You'd think cracking a 20-year-old physics mystery would require equal parts ego and genius. But physicist Ali Yazdani, who recently overturned the accepted thinking on high-temperature superconductors, swears he's not all that smart. He's just a tool-builder.
Yazdani started his professional life as a 14-year-old learning to repair television sets in pre-revolution Iran, but after he emigrated to the U.S., a class in quantum mechanics pulled him into science. Today, the desk-size scanning tunneling microscopes that he builds can cool a sample to just above absolute zero, seal it in a near-perfect vacuum, and block the faintest noises—seismic rumblings, cars driving past outside, even cellphone signals. As a result, he can continuously track single atoms for months at a time.
Recently, Yazdani focused on a peculiar class of superconductors, materials that allow electricity to flow without resistance. Normal superconductors work only below –400°F, so they're not very practical. Some superconductors function at higher temperatures—warm enough to reach with common liquid nitrogen—but scientists haven't been able to figure out how they work. So Yazdani tracked individual atoms in the high-temperature superconductors while alternately cooling and heating them. He watched the transition as superconductivity switched on and off.

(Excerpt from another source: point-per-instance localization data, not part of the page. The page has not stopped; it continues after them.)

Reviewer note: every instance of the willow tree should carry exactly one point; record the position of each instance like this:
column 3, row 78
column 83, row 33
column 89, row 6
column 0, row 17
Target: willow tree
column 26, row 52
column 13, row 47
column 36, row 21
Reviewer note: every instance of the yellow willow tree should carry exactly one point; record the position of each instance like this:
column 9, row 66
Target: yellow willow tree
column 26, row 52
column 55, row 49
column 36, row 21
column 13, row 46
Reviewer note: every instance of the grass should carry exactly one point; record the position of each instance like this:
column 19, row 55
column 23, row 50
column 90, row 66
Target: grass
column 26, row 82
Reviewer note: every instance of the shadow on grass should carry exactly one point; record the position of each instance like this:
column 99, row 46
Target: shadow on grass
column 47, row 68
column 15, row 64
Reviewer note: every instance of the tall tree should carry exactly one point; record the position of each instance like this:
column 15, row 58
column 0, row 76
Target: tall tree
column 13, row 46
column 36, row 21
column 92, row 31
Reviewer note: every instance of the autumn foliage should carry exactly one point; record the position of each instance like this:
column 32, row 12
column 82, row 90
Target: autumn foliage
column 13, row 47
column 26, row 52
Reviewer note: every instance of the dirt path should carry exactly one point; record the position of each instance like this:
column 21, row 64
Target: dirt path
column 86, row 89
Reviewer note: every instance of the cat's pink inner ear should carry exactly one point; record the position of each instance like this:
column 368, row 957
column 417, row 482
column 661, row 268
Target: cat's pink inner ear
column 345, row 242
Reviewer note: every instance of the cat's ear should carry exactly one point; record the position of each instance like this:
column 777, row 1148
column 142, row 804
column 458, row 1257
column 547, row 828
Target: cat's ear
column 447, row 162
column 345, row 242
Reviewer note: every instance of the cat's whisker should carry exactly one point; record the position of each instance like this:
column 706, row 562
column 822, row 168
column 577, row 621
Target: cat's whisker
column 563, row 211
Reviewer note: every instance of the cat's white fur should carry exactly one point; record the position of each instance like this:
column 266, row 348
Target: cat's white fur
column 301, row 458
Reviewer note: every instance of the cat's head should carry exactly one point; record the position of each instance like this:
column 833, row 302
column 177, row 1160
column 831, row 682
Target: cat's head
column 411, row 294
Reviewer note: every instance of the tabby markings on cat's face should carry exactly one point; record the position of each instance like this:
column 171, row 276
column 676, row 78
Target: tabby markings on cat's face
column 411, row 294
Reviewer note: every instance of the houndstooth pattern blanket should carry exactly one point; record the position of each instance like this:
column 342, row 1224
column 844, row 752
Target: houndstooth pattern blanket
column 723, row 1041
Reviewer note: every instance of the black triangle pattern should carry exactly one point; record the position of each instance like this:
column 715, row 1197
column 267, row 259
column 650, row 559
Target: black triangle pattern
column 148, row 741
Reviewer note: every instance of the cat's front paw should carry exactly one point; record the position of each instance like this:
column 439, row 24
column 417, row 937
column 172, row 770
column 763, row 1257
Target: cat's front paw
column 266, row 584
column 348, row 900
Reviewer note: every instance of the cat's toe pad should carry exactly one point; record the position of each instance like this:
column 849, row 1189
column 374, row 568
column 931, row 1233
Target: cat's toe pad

In doing so, he poked a few holes in the common theories, but he also picked up on an unexpected phenomenon. Tiny hotspots of superconductivity pop up at temperatures far higher than the normal transition point. This suggests that it may be possible to create materials just with these puddles, according to physicist Jochen Mannhart of the University of Augsburg in Germany. "One can dream about superconductors that work at room temperature, and his work may be important for that," Mannhart says. Yazdani is reluctant to talk about the potential applications of his finding—super-efficient power grids, for one—but he's not surprised that his tools uncovered it. "If you can measure something that nobody else has measured before," he says, "you're going to make a contribution."
The discovery is quite interesting and warrants duplication and verification.
I'd like to see the data and the size of the "puddles" with respect to the rest of the material. Are the "puddles" due to differences in the structure of the material?